Some remarks I already have to make:

I opted to use struct because the format specification is very hardcoded;
I didn't iterate over the main header fields because the number of bytes and types to read seemed to me rather arbitrary;
Now that I successfully got each channel's label, I would actually create structs for each channel's fields, which by themselves would have to be stored perhaps in a map.

My (hopefully straightforward) question is:

"Should I worry about cutting corners to make this kind of code more 'Pythonic' (more abstract, less repetitive), or this is not the way things work in C++?"

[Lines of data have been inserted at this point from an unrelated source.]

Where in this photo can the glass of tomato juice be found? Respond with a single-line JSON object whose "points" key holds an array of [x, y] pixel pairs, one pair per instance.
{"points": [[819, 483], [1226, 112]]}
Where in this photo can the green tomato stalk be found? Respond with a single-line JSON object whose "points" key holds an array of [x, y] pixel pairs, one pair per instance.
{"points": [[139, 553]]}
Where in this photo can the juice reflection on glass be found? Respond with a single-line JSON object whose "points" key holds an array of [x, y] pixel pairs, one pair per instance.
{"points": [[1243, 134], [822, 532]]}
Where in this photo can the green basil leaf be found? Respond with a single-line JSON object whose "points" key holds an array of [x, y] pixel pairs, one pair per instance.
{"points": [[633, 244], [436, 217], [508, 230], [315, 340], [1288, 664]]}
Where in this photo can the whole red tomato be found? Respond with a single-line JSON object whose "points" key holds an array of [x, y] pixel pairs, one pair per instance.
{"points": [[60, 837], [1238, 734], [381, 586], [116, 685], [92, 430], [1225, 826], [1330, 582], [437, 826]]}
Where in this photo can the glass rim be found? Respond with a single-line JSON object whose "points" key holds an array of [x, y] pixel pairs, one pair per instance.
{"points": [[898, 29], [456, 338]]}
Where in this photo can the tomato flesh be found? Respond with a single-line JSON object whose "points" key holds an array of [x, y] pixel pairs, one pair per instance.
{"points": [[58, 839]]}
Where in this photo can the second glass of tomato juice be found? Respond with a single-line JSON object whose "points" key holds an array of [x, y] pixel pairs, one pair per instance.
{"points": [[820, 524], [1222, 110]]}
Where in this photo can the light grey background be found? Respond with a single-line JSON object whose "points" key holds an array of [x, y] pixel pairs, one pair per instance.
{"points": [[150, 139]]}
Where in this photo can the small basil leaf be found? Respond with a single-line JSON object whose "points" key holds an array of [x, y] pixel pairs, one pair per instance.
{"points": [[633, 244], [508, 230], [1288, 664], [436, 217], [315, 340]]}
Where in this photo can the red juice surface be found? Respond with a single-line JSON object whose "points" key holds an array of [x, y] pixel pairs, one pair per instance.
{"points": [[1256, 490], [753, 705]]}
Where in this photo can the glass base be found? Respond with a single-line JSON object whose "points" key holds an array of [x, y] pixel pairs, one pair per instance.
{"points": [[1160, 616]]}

Many Python evangelists (as I would be myself, because I love it) highlight its easyness to use and all that. So, I will wonder for some time if I am doing dumb things or only doing things right, but not so "automagical" because of the very nature of C++.

Thanks for reading

Helton

分享到QQ

分享到微博

如果你对这篇内容有疑问，欢迎到本站社区发帖提问参与讨论，获取更多帮助，或者扫码二维码加入 Web 技术交流群。

发布评论

需要登录才能够评论，你可以免费注册一个本站的账号。

秋风の叶未落 2024-11-08 22:37:58

我想说的是，不存在 Pythonic C++ 代码这样的东西。 DRY 原则适用于两种语言，但大部分被认为是“Pythonic”的内容只是使用 Python 特定的构造在 Python 中表达逻辑的最短、最甜蜜的方式。惯用的 C++ 则完全不同。

例如，lambda 有时不被认为非常 Pythonic，并且保留用于不存在其他解决方案的情况，但只是添加到 C++ 标准中。 C++ 没有关键字参数，这非常 Pythonic。 C++ 程序员不喜欢在不必要的时候构建 map，而 Python 程序员可能会在很多问题上抛出 dict，而这些问题恰好使意图比实际情况更清晰。有效的替代方案。

如果您想节省输入，请使用我之前发布的函数< /a>，那么：

header.version = read_field(edf, 8);
header.patinfo = read_field(edf, 80);

这应该可以节省你相当多的行。但比这几行更重要的是，您已经实现了少量的模块化：如何读取字段和读取内容字段现在是程序的独立部分。

I'd say there's no such thing as Pythonic C++ code. The DRY principle applies in both languages, but much of what is considered "Pythonic" is simply the shortest, sweetest way of expressing logic in Python, using Python-specific constructs. Idiomatic C++ is quite different.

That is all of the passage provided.